The Session Monitor architecture consists of the probe layer, Mediation Engine layer, and the Aggregation Engine layer (see the discussion about Session Monitor architecture in Session Monitor Installation Guide for information about the functions performed in each layer).

The figure below depicts the Session Monitor architecture in a typical deployment that uses the Aggregation Engine layer (AE). The machines are deployed in high-availability (HA) pairs for redundancy reasons. Each Probe machine sends traffic to the two Mediation Engines, which are running as active-active from the point of view of the traffic.

The Mediation Engine parses the SIP and Diameter traffic, the list of the unique phone numbers (matching a regular expression), and IMSI numbers that respect the SAU and SAtU definition for each interval.
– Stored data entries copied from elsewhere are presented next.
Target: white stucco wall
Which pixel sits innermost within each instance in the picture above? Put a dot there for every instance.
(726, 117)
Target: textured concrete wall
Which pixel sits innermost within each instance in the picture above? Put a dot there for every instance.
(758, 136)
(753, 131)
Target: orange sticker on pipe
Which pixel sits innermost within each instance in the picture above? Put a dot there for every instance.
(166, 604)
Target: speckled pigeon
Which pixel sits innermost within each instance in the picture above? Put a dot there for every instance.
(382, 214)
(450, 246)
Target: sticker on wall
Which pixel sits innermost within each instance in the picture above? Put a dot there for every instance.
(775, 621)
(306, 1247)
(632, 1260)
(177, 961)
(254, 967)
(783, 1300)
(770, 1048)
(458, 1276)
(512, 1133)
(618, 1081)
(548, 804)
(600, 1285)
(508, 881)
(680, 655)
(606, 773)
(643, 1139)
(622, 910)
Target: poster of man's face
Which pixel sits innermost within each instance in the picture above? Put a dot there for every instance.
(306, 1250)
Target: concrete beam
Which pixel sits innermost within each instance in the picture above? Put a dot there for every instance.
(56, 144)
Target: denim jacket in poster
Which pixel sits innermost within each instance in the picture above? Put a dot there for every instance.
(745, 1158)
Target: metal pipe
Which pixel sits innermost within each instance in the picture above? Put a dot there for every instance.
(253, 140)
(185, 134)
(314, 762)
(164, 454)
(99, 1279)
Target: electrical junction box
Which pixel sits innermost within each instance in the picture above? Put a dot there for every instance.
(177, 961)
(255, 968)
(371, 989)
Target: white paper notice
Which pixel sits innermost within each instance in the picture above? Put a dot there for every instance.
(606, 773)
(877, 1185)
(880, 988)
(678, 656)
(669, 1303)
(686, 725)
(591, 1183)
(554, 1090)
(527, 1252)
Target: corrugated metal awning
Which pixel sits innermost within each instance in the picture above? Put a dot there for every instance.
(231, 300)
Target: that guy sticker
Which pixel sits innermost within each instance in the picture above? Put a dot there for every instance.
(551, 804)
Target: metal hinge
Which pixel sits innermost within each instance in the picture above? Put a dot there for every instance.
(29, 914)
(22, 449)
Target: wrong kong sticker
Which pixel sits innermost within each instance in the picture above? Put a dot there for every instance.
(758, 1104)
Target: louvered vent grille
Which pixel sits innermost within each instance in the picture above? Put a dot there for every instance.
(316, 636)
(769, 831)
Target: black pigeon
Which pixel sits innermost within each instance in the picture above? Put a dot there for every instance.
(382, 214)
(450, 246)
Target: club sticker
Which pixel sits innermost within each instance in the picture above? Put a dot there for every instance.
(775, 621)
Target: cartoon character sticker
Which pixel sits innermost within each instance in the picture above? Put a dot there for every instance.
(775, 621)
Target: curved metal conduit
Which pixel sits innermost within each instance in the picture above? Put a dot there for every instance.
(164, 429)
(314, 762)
Once per hour, this list of users is sent from the Mediation Engine to the Aggregation Engine pair. The Aggregation Engines de-duplicate the lists and count the SAU and SAtU KPIs for each of the supported time intervals.

Session Monitor architecture in a deployment that uses the Aggregation Engine

The figure below depicts the Session Monitor architecture in a smaller deployment that does not use the Aggregation Engine.
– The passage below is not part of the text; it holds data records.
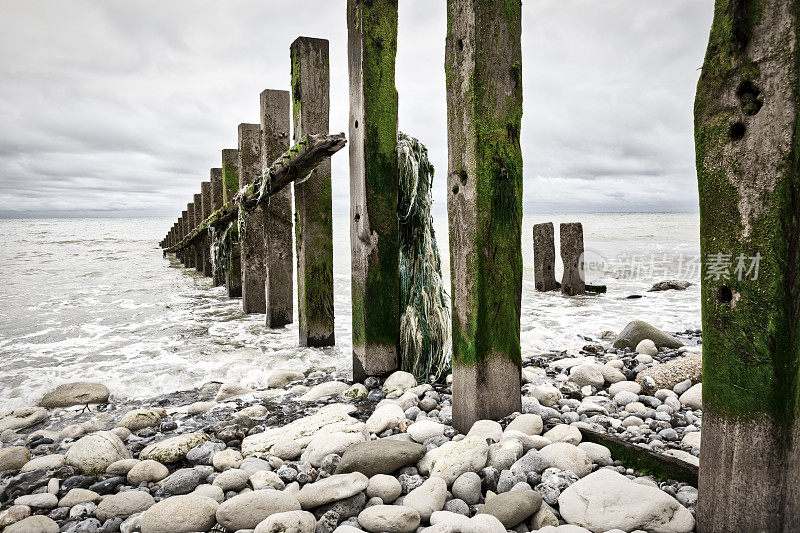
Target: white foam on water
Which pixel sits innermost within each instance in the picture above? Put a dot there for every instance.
(93, 299)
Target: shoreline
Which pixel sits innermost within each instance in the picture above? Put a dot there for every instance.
(301, 430)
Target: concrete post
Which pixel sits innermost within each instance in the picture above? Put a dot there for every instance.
(253, 248)
(190, 252)
(199, 248)
(371, 50)
(216, 202)
(483, 68)
(572, 282)
(230, 179)
(544, 257)
(278, 234)
(747, 142)
(312, 199)
(184, 253)
(205, 187)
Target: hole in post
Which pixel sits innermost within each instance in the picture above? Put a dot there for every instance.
(724, 294)
(737, 131)
(750, 98)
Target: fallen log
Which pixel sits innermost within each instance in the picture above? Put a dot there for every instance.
(295, 165)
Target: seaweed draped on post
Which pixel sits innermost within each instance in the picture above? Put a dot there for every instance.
(424, 304)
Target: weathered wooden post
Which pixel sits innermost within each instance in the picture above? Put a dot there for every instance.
(230, 181)
(747, 141)
(544, 257)
(216, 202)
(572, 282)
(190, 253)
(371, 50)
(312, 199)
(198, 219)
(184, 253)
(205, 188)
(251, 237)
(483, 67)
(275, 126)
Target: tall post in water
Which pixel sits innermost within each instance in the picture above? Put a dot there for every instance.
(199, 249)
(205, 188)
(184, 252)
(483, 67)
(278, 234)
(190, 254)
(371, 50)
(216, 202)
(312, 199)
(251, 237)
(747, 141)
(230, 182)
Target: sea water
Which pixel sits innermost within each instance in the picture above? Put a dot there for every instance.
(93, 299)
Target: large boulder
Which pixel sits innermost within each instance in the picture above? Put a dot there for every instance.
(94, 453)
(382, 456)
(328, 419)
(607, 500)
(513, 508)
(247, 510)
(667, 375)
(180, 514)
(636, 331)
(79, 393)
(452, 459)
(173, 449)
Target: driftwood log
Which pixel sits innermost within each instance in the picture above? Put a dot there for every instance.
(295, 165)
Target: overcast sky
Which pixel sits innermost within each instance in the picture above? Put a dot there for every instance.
(120, 107)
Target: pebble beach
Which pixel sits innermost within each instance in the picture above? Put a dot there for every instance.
(313, 451)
Session Monitor architecture in a deployment that does not use the Aggregation Engine

In this case, the RESTful API for exporting the KPIs is served directly by the ME machines (no aggregation step is needed). The same RESTful API is used by both the AE and the ME, so the application that interrogates it doesn't need to know if the Session Monitor setup is using an AE or not.

In all cases, the historical SAU and SAtU values are stored at both the ME and AE level for a period of three months. The historical values are kept for all supported intervals.